Privacy & Compliance

• Directory & education only. We publish program pages that describe eligibility, participating labs, and access steps.
• No medical advice. Content is informational and not a substitute for professional judgment.
• No PHI processing. SponsoredTesting.com does not collect, store, or transmit Protected Health Information (PHI).

• Default flow: When a provider selects "Order," they are taken to a participating lab's own ordering system. PHI is handled by that lab, not by SponsoredTesting.com.
• Casandra add‑on (optional): If a program enables EHR/API digital ordering via Casandra, PHI is processed by Casandra as the lab's HIPAA Business Associate and sent directly to the lab.
• Separation of systems: SponsoredTesting.com and Casandra operate on separate infrastructure, domains, and policies.

a) Site analytics (aggregate)

• Page views, category/search exposure, and outbound click counts
• UTM parameters for channel reporting (aggregate only)
• No PHI/PII is required to browse program pages

b) Provider info‑request module (Premium pages)
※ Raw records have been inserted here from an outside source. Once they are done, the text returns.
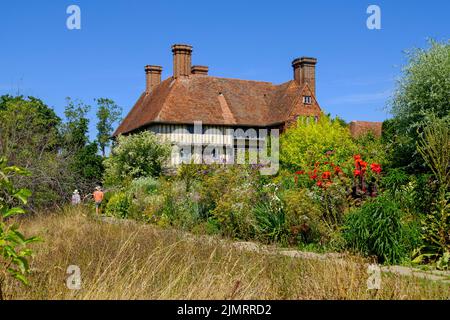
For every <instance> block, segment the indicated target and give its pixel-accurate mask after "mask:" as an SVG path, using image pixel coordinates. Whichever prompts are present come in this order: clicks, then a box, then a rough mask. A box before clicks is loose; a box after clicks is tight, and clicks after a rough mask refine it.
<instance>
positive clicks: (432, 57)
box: [385, 41, 450, 172]
mask: <svg viewBox="0 0 450 320" xmlns="http://www.w3.org/2000/svg"><path fill="white" fill-rule="evenodd" d="M406 54H407V58H408V63H407V65H406V66H405V67H404V69H403V76H402V78H401V79H400V80H399V82H398V84H397V90H396V92H395V95H394V98H393V100H392V102H391V112H392V114H393V115H394V118H393V119H392V120H391V121H389V123H388V124H387V125H386V126H385V127H387V128H388V129H389V130H388V132H387V133H386V136H387V138H388V141H389V142H390V145H391V147H392V151H393V152H392V154H391V161H392V163H393V165H394V166H395V167H405V168H407V169H408V171H409V172H424V171H425V170H426V169H425V167H424V166H423V161H422V158H421V156H420V154H419V153H418V151H417V149H416V141H417V139H418V135H419V134H420V132H422V130H423V126H424V124H425V121H424V119H425V118H426V117H427V115H429V114H432V115H434V116H436V117H437V118H443V117H446V116H448V115H449V114H450V104H449V101H450V76H449V74H450V42H449V41H446V42H442V43H439V42H436V41H430V46H429V48H427V49H415V50H412V51H409V52H407V53H406Z"/></svg>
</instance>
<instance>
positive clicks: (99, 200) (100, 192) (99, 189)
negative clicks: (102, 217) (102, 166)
mask: <svg viewBox="0 0 450 320" xmlns="http://www.w3.org/2000/svg"><path fill="white" fill-rule="evenodd" d="M93 196H94V201H95V213H96V214H97V215H98V214H99V213H100V206H101V205H102V202H103V197H104V196H105V194H104V193H103V191H102V188H101V187H99V186H97V187H96V188H95V191H94V194H93Z"/></svg>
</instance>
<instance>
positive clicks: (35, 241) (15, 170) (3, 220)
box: [0, 158, 38, 300]
mask: <svg viewBox="0 0 450 320" xmlns="http://www.w3.org/2000/svg"><path fill="white" fill-rule="evenodd" d="M13 175H29V173H28V171H26V170H24V169H21V168H19V167H15V166H7V161H6V159H5V158H0V300H3V299H4V293H3V283H4V282H5V279H6V276H8V275H9V276H12V277H13V278H15V279H16V280H18V281H20V282H22V283H23V284H28V281H27V278H26V276H27V274H28V273H29V263H28V257H30V256H31V254H32V251H31V249H29V248H28V247H27V246H28V244H30V243H32V242H36V241H38V238H36V237H30V238H27V237H25V236H24V235H23V234H22V233H20V231H19V229H18V226H17V225H15V224H11V223H9V218H11V217H12V216H15V215H19V214H24V213H25V210H24V209H23V208H22V207H21V206H20V204H22V205H26V204H27V201H28V198H29V196H30V195H31V192H30V191H29V190H27V189H17V188H16V187H15V186H14V185H13V183H12V181H11V177H12V176H13Z"/></svg>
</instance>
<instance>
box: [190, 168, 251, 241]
mask: <svg viewBox="0 0 450 320" xmlns="http://www.w3.org/2000/svg"><path fill="white" fill-rule="evenodd" d="M258 187H259V172H258V170H256V169H255V170H254V169H252V168H251V167H250V166H240V165H233V166H222V167H216V168H215V169H214V171H210V172H205V173H204V177H203V178H202V182H201V184H200V186H199V190H198V197H199V203H201V208H200V209H201V215H202V217H204V215H206V218H208V217H210V216H212V217H214V219H215V220H217V221H218V223H219V225H220V228H221V232H222V233H223V234H225V235H227V236H230V237H236V238H242V239H250V238H251V237H253V236H254V232H255V231H254V225H255V217H254V215H253V207H254V205H255V203H257V201H258V194H257V190H258Z"/></svg>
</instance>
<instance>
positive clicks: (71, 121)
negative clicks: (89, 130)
mask: <svg viewBox="0 0 450 320" xmlns="http://www.w3.org/2000/svg"><path fill="white" fill-rule="evenodd" d="M66 102H67V105H66V107H65V110H64V115H65V116H66V123H65V124H64V126H63V137H64V146H65V148H66V151H71V152H72V153H73V152H75V151H78V150H80V149H82V148H83V147H84V146H85V145H86V144H87V143H88V142H89V137H88V131H89V119H88V117H87V114H88V112H89V110H90V109H91V107H90V106H89V105H86V104H84V103H83V102H81V101H78V100H72V99H71V98H66Z"/></svg>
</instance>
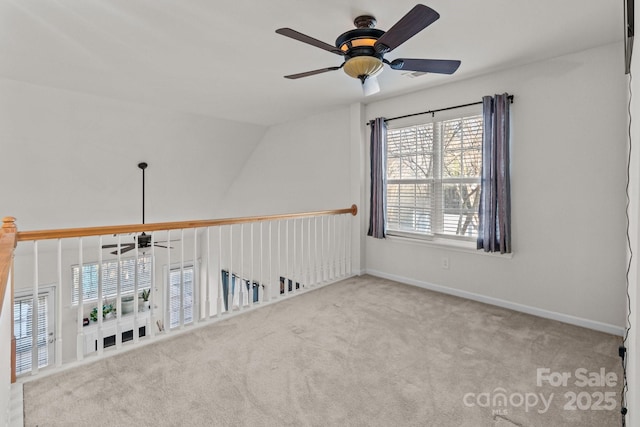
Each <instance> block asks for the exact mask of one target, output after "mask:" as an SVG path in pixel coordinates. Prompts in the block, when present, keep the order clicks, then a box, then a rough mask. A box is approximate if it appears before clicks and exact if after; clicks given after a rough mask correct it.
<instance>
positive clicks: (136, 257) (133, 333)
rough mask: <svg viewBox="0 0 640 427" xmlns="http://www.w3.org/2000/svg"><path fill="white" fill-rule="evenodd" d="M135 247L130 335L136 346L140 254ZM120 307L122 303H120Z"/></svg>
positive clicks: (138, 310)
mask: <svg viewBox="0 0 640 427" xmlns="http://www.w3.org/2000/svg"><path fill="white" fill-rule="evenodd" d="M151 240H153V237H151ZM135 243H136V246H135V247H134V249H133V256H134V261H133V306H134V307H135V308H134V310H133V330H132V334H133V343H134V344H137V343H138V340H139V333H140V327H139V325H138V319H139V317H138V311H139V310H137V308H138V295H140V294H139V293H138V292H139V285H140V283H139V282H138V280H139V279H140V277H139V275H138V268H139V265H138V263H139V262H140V252H139V251H138V244H137V243H138V242H135ZM152 244H153V243H152ZM120 306H122V301H120ZM118 319H121V316H120V308H118Z"/></svg>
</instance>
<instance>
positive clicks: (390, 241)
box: [386, 234, 513, 259]
mask: <svg viewBox="0 0 640 427" xmlns="http://www.w3.org/2000/svg"><path fill="white" fill-rule="evenodd" d="M386 240H388V241H390V242H394V243H401V244H409V245H417V246H427V247H433V248H438V249H446V250H450V251H455V252H463V253H468V254H474V255H482V256H490V257H497V258H504V259H511V258H513V253H510V254H501V253H499V252H485V251H483V250H478V249H476V242H475V241H469V240H458V239H447V238H442V237H437V236H425V237H422V236H411V235H400V234H387V236H386Z"/></svg>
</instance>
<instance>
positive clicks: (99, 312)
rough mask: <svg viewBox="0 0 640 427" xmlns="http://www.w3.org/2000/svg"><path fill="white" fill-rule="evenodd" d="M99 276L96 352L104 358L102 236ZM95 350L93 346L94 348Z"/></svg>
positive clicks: (99, 252)
mask: <svg viewBox="0 0 640 427" xmlns="http://www.w3.org/2000/svg"><path fill="white" fill-rule="evenodd" d="M117 250H118V252H119V251H120V248H119V247H118V248H117ZM97 270H98V271H97V274H98V305H97V306H96V307H98V308H96V316H97V317H96V319H97V321H98V330H97V332H98V333H97V334H96V336H97V338H96V341H97V346H98V348H97V349H96V351H97V352H98V355H99V356H102V353H103V351H104V331H103V330H102V308H101V307H102V304H103V300H102V295H103V293H104V289H103V286H104V283H103V281H102V276H103V263H102V236H100V239H99V242H98V268H97ZM92 348H93V346H92Z"/></svg>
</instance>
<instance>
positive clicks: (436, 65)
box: [389, 58, 461, 74]
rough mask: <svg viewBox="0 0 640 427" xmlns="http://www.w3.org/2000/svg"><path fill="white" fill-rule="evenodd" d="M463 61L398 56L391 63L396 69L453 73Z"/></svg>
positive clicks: (447, 59)
mask: <svg viewBox="0 0 640 427" xmlns="http://www.w3.org/2000/svg"><path fill="white" fill-rule="evenodd" d="M460 64H461V62H460V61H457V60H449V59H409V58H398V59H394V60H393V61H391V62H390V63H389V66H390V67H391V68H392V69H394V70H407V71H422V72H425V73H437V74H453V73H455V72H456V70H457V69H458V67H459V66H460Z"/></svg>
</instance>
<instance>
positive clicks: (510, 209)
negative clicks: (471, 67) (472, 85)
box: [477, 93, 511, 254]
mask: <svg viewBox="0 0 640 427" xmlns="http://www.w3.org/2000/svg"><path fill="white" fill-rule="evenodd" d="M510 105H511V100H510V98H509V95H508V94H506V93H504V94H502V95H495V97H491V96H485V97H483V98H482V114H483V120H484V133H483V137H482V173H481V181H482V190H481V191H482V194H481V196H480V208H479V226H478V244H477V247H478V249H483V250H484V251H485V252H500V253H502V254H504V253H511V185H510V161H509V159H510V156H509V143H510V142H509V140H510V127H509V107H510Z"/></svg>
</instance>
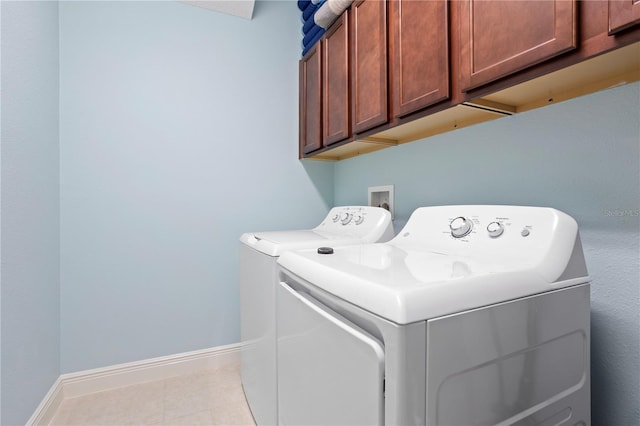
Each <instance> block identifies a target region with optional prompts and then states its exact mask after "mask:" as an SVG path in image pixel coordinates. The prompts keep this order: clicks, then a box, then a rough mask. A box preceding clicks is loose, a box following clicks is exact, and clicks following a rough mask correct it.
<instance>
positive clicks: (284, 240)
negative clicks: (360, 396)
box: [239, 206, 394, 425]
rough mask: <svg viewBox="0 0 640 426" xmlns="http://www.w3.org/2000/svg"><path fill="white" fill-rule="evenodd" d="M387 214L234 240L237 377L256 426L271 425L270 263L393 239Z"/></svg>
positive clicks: (359, 215)
mask: <svg viewBox="0 0 640 426" xmlns="http://www.w3.org/2000/svg"><path fill="white" fill-rule="evenodd" d="M393 236H394V233H393V225H392V222H391V214H390V213H389V212H388V211H387V210H384V209H382V208H378V207H364V206H344V207H334V208H333V209H331V211H330V212H329V214H328V215H327V216H326V218H325V219H324V220H323V221H322V222H321V223H320V224H319V225H318V226H316V227H315V228H313V229H307V230H295V231H272V232H256V233H246V234H243V235H242V236H241V237H240V241H241V244H240V271H239V278H240V279H239V281H240V282H239V285H240V323H241V326H240V334H241V339H242V347H241V376H242V385H243V387H244V391H245V395H246V397H247V402H248V403H249V407H250V408H251V412H252V414H253V417H254V419H255V421H256V422H257V423H258V424H259V425H274V424H276V423H277V418H278V417H277V384H276V378H277V376H276V311H275V309H276V307H275V306H276V287H277V285H278V281H279V280H278V272H277V264H276V261H277V260H278V257H279V256H280V255H281V254H282V253H283V252H285V251H287V250H293V249H303V248H310V247H311V248H314V249H317V248H318V247H321V246H328V245H330V246H332V247H339V246H344V245H353V244H364V243H375V242H378V241H388V240H390V239H391V238H393Z"/></svg>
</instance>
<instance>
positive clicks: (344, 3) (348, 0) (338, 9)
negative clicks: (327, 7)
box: [327, 0, 353, 16]
mask: <svg viewBox="0 0 640 426" xmlns="http://www.w3.org/2000/svg"><path fill="white" fill-rule="evenodd" d="M327 3H329V7H330V8H331V10H332V11H333V13H335V14H336V15H338V16H340V15H342V12H344V11H345V10H347V8H348V7H349V6H351V3H353V0H328V1H327Z"/></svg>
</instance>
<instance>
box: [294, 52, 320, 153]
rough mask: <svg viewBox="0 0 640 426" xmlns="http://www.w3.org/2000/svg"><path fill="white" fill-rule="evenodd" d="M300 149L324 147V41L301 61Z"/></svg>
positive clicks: (299, 76)
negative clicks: (323, 128) (322, 71)
mask: <svg viewBox="0 0 640 426" xmlns="http://www.w3.org/2000/svg"><path fill="white" fill-rule="evenodd" d="M299 67H300V76H299V79H300V83H299V84H300V106H299V114H300V123H299V126H300V135H299V137H300V151H301V154H308V153H310V152H312V151H315V150H317V149H320V148H322V43H316V44H315V46H314V47H312V48H311V50H310V51H309V52H308V53H307V55H306V56H305V57H304V58H303V59H302V60H301V61H300V65H299Z"/></svg>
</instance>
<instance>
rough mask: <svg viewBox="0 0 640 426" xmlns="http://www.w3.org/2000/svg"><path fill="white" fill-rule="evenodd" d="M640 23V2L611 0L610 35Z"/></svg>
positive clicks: (621, 0)
mask: <svg viewBox="0 0 640 426" xmlns="http://www.w3.org/2000/svg"><path fill="white" fill-rule="evenodd" d="M639 23H640V0H609V34H614V33H616V32H618V31H622V30H624V29H626V28H629V27H630V26H632V25H636V24H639Z"/></svg>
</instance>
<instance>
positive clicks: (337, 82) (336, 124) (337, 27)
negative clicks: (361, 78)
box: [322, 11, 351, 146]
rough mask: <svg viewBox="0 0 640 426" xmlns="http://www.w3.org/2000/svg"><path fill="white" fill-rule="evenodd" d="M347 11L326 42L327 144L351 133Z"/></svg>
mask: <svg viewBox="0 0 640 426" xmlns="http://www.w3.org/2000/svg"><path fill="white" fill-rule="evenodd" d="M348 22H349V20H348V11H346V12H344V13H343V14H342V16H341V17H340V18H339V19H338V21H336V22H335V23H334V24H333V25H332V26H331V28H330V29H329V31H327V34H326V36H325V37H326V38H325V39H324V41H323V43H324V46H323V49H324V52H323V61H324V63H323V83H322V86H323V88H324V92H323V94H324V98H323V102H322V104H323V117H324V120H323V138H324V145H325V146H327V145H330V144H332V143H335V142H340V141H342V140H344V139H347V138H348V137H349V136H351V132H350V129H351V120H350V117H351V116H350V114H351V111H350V105H351V103H350V102H349V101H350V95H351V91H350V90H349V24H348Z"/></svg>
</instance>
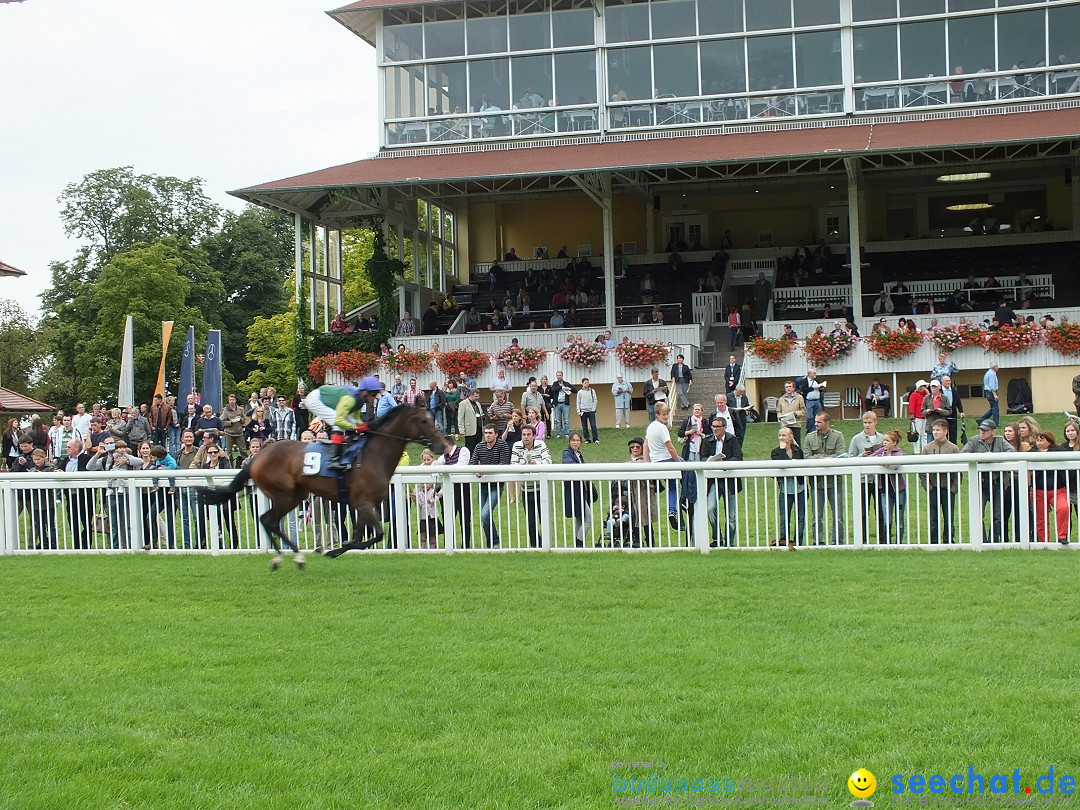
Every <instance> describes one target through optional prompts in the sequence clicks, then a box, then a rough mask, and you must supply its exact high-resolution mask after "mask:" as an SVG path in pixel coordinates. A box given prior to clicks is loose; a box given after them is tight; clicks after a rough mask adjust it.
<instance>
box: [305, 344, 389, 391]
mask: <svg viewBox="0 0 1080 810" xmlns="http://www.w3.org/2000/svg"><path fill="white" fill-rule="evenodd" d="M378 365H379V356H378V355H377V354H376V353H375V352H362V351H357V350H356V349H352V350H351V351H347V352H338V353H337V354H324V355H322V356H321V357H315V359H314V360H312V361H311V362H310V363H308V374H310V375H311V381H312V382H313V383H314V384H316V386H322V384H323V383H324V382H326V373H327V372H329V370H335V372H337V373H338V374H340V375H341V376H342V377H345V378H346V379H350V380H359V379H360V378H361V377H365V376H367V375H368V374H370V373H372V372H374V370H375V368H376V367H377V366H378Z"/></svg>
• Fields collected: name, work email, organization, role, region, non‑PHI message
• Explicit warning: "Please do not include patient details or PHI."
• Submissions are delivered to the sponsor's inbox/CRM; SponsoredTesting.com does not store payloads (only short‑lived spam hashes).

c) Server logs & cookies

• Standard logs (IP truncated/rotated where feasible), timestamps, user agent
• First‑party session/analytics cookies only; no advertising cookies or cross‑site retargeting

• Aggregate, de‑identified metrics (e.g., page views, outbound clicks, top referrers/UTMs)
• Small‑cell suppression: hide/roll‑up small counts (default threshold N < 20) and suppress complementary cells to prevent back‑solving
• No provider‑level reports; no PHI/PII
• If Casandra ordering is enabled: program‑level aggregate order throughput may be reported via the lab's workflow. PHI is processed by Casandra as the lab's BA.

• Featured placement is time‑based and clearly labeled.
• Paid placement does not alter which labs appear on a program page or the program's ordering workflow.

• Clinician‑attested medical eligibility (no broad "screen everyone" language).
• Commercial, CLIA/CAP laboratory testing (not program‑exclusive one‑off assays).
• No patient/payer billing for sponsor‑funded services; no collection/ancillary fees passed along.
• Counseling limited to test/result education (no therapy promotion in counseling).
• De‑identified, aggregate analytics only; no patient/provider targeting.

• Access controls, encryption in transit, least‑privilege administration.
• Minimal retention: aggregate analytics for trends; spam hashes 7–14 days.
• We don't store PHI; business‑contact submissions (if any) are forwarded to sponsor systems.

• Browse program pages without an account.
• Manage first‑party analytics cookies via your browser; core features remain available.

• We process limited business‑contact info (if you submit it) and aggregate analytics.
• Request access, correction, or deletion of your business‑contact submission by emailing us; we'll verify and respond consistent with applicable law.

• When enabled by a participating lab, Casandra operates as the Business Associate to that lab under a BAA.
• PHI entered for digital ordering is processed by Casandra and transmitted directly to the lab per the lab's standard workflows.
• SponsoredTesting.com remains outside the PHI flow.

We may update this page periodically. Material changes will be noted with a new "Last updated" date and, where appropriate, additional notice.